The periodicity is a matter of some controversy among paleobiologists but there is a growing consensus that something of enormous destructive power happens every 26 or 27 million years. The question is what?

In this blog, we've looked at various ideas such as the Sun's passage through the various spiral arms of the Milky Way galaxy (it turns out that this can't explain the extinctions because the motion doesn't have had the right periodicity).

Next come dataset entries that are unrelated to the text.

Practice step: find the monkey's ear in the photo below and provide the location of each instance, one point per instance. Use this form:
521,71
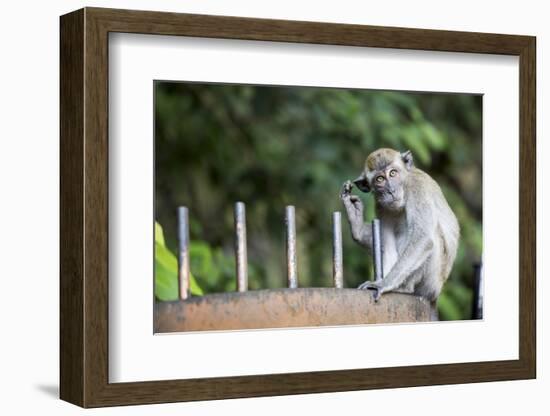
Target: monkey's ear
407,159
362,183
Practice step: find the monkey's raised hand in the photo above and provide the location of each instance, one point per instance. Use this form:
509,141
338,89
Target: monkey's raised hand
373,286
352,203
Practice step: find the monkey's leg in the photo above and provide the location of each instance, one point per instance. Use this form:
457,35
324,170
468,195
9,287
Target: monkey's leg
405,272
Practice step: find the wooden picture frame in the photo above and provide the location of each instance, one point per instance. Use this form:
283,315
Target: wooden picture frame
84,207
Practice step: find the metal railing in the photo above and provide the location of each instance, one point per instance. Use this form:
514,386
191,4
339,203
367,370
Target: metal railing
241,258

But another idea first put forward in the 1980s is that the Sun has a distant dark companion called Nemesis that sweeps through the Oort cloud every 27 million years or so, sending a deadly shower of comets our way. It's this icy shower of death that causes the extinctions, or so the thinking goes.


Well, with Nemesis ruled out I wonder what could be causing these extinction's.

I heard from a cosmetologist that he thinks it is from the orbit of the sun. He thought as we raise and lower through the galactic plane we could be entering pockets of dark matter or interstellar dust and that is what could be causing the extinction's. If dense enough it could cause a dimming of the sun so it would definitly be a possibility.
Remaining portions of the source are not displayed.